Mr. del Castillo described what happened next in the 1984 interview: “She felt obligated to leave me alone. I was 9 years old. I woke up, alone, in my room. The next five or six years, I have the impression of having been among the living dead. I was taken to Germany, stateless. There were millions of us. There were concentration camps. There were barracks. It was a kind of apocalyptic atmosphere.”
He continued: “It unfolded almost like a dream, because I stayed obsessed with the separation from my mother. I lived for only one thing: to find her again after the war.”
At the war’s end, he somehow made his way back to Spain, where he was almost immediately confined again — as the “son of a Communist” — in a harsh reform school where corporal punishment and hard labor were the norm. He escaped in 1949, and, thanks to a kindly police inspector in Madrid, he was sent to a Jesuit high school in Andalusia.
“It was an incredible liberation,” he said in 1984. “I have an enormous debt toward the Jesuits. They literally saved me.”
By then, he had discovered literature — in particular, Dostoyevsky’s “The House of the Dead.”
“It was a shock,” Mr. del Castillo said. “Everything that I was living that I didn’t understand suddenly became luminous. So I understood that in order to survive, I had to write.”
And that is what he did, for the next half-century. In 1950s Paris, his determination was further steeled by brief and unsatisfactory reunions with his parents, who were indifferent to him.
By 1959, Mr. del Castillo was an international celebrity. As the French writer and Nobel Prize winner François Mauriac, who appeared on television with him that year, put it: “He saw, with his child’s eye, evil. Evil in its most absolute form: the universe of the concentration camp.”
Michel Janicot del Castillo was born on Aug. 2, 1933, in Madrid, the son of Michel Georges Janicot, who worked at the Crédit Lyonnais banking office in Madrid, and Cándida Victoria Isabel del Castillo, a journalist.
After surviving the war, supported by his uncle, Stéphane Janicot, he earned a degree in literature from the Sorbonne.
A quick succession of novels followed “Tanguy” — including “La Guitare” in 1958, “Le Colleur d’Affiches” (“The Disinherited”) in 1959 and “Gerardo Laïn” (“The Seminarian”) in 1967 — although none achieved the acclaim of the first, and few were translated from the French.
He won the Prix Renaudot, one of France’s major literary honors, in 1981, for “La Nuit du Décret,” a police thriller that Robin Buss, reviewing it in The Times Literary Supplement of London, praised for its well-managed plot.” Mr. del Castillo also wrote highly regarded biographical studies of Francisco Franco and the French writer Colette.

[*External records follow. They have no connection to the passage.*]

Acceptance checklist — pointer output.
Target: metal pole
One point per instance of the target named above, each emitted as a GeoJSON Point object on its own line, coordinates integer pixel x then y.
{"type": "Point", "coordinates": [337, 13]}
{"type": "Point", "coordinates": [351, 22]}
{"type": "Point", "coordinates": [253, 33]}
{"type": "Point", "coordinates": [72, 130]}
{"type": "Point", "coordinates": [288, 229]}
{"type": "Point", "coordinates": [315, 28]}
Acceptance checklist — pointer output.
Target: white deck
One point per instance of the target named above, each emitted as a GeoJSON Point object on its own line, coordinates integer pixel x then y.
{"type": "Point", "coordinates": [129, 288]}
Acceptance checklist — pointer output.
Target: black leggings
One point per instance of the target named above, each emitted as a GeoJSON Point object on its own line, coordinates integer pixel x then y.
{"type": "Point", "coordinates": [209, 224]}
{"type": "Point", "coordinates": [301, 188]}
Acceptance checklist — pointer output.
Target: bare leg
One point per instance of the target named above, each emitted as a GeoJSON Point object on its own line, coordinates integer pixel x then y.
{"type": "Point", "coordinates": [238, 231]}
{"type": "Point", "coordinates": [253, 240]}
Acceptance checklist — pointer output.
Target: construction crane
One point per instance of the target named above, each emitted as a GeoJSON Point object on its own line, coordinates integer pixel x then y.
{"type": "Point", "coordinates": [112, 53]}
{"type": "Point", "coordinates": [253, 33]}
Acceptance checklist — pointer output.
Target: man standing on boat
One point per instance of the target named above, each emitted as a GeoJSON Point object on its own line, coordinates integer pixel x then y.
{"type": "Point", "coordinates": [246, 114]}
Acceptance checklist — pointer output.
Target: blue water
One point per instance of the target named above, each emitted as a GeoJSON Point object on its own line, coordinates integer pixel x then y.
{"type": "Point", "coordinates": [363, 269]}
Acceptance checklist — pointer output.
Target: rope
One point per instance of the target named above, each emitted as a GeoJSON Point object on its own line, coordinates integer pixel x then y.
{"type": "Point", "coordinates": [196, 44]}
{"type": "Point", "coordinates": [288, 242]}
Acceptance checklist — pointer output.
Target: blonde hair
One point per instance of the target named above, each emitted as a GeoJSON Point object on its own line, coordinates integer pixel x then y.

Mr. del Castillo never married. Information about survivors was not immediately available.
Mr. Henriot, in his Le Monde review, cited the philosophy of “Tanguy” in a quotation from the book:
“He didn’t believe in a world divided into two camps, he wanted nothing to do with hatred. Maybe he was a utopian. But he continued to love life and men with a savage desperation.”